# I HATE this lion cut!!!! :(



## Cat_Valet

I have my cat shaved last weekend, I don't know what's with the lion cut, but this grooming place..... God I will NEVER go there again!


















They pretty much only shaved half of his fur, left the 2 front legs and above the way it was. Now he looks so funny.


----------



## vanillasugar

looks like they only did HALF a lion cut!


----------



## Cat_Valet

EXACTLY!! 
Never go there again :x


----------



## Nero the Sable

He is funny looking! Then again - all Persians do! :lol: I think they would have shaved the rest of his chest off if it was a true lion cut.

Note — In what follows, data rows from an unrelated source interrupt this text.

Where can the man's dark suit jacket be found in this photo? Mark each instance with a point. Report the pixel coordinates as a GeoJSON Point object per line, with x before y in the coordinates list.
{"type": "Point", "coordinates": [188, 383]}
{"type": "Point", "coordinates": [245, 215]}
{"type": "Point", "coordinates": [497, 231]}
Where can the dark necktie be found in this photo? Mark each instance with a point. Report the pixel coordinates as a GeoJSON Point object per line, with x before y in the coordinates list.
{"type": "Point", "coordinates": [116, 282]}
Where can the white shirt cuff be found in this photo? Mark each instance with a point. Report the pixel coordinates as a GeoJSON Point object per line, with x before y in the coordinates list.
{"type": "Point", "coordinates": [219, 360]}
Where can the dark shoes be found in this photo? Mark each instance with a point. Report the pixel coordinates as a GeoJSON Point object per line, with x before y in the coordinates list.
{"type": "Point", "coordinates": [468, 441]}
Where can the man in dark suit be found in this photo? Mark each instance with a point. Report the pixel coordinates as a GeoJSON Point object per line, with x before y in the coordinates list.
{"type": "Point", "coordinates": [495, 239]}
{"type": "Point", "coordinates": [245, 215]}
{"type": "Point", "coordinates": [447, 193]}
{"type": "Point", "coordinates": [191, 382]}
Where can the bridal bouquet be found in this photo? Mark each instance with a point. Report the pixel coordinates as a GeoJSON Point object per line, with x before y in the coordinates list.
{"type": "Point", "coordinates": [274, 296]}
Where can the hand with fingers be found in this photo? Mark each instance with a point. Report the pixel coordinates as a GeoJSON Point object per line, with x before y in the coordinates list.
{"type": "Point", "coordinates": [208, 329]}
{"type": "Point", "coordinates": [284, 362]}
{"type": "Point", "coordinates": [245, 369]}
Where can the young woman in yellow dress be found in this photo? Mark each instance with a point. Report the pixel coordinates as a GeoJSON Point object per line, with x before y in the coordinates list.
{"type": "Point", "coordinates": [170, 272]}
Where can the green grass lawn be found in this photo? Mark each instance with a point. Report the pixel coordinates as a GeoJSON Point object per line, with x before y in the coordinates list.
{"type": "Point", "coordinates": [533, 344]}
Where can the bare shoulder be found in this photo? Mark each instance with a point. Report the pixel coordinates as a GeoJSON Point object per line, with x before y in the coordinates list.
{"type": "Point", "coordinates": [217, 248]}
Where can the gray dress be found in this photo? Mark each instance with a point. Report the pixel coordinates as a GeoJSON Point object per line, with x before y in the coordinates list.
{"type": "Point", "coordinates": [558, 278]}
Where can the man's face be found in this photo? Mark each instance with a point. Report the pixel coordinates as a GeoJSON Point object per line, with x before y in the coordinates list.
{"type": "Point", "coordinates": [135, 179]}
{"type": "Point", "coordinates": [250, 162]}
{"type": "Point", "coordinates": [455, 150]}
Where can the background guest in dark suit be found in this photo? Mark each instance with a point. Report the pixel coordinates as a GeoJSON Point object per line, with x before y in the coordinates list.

But - for his body shape - I think it actually suits him more - he is so cute!


----------



## kitkat

Awwww poor baby :!: 

Soon I'll be getting Twinkie shaved again, hopefully it'll look as good as the last time.


----------



## RarePuss

yeah, i agree with others, only 1/2 a lion cut - they should have shaved front legs and did a 'heart' mane on the chest


----------



## DesnBaby

It still looks cute! :lol:


----------



## Cat_Valet

Thank you, DesnBaby I was going to take him back, and then I was thinking, maybe this is the only time he being funny looking, so I'll keep his new look


----------